Please note that this date is not 100% firm, but given the history of Debian releases, highly likely. From http://lists.debian.org/debian-devel-announce/2013/04/msg00006.html:

The intention is only to lift the date if something really critical pops up that is not possible to handle as an errata, or if we end up technically unable to release that weekend (e.g. a required machine crashes or d-i explodes in a giant ball of fire).

What this will exactly mean for the expected release date of TKL v13.0 is not completely clear as Alon and Liraz are yet to release the v12.x first and final update (v12.1).

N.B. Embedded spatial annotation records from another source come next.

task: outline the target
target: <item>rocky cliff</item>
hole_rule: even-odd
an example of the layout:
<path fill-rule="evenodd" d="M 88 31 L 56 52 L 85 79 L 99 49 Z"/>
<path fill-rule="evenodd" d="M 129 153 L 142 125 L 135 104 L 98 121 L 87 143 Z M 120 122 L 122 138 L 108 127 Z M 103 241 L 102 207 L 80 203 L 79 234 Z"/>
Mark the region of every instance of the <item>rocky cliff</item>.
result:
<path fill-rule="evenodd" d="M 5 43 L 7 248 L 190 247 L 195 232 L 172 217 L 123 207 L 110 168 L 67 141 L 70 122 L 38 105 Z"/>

But hopefully we will see TKL v12.1 here  really soon and the guys can refocus their efforts on getting v13.0 final out the door! :)

Jeremy Davis's picture

This TKL v13RC is actually built on a Wheezy beta (beta2 IIRC??). As I mentioned above, the guys are working on a v12.1 release ATM and so I doubt we'll see any movement here until that is public (hopefully will be soon though!)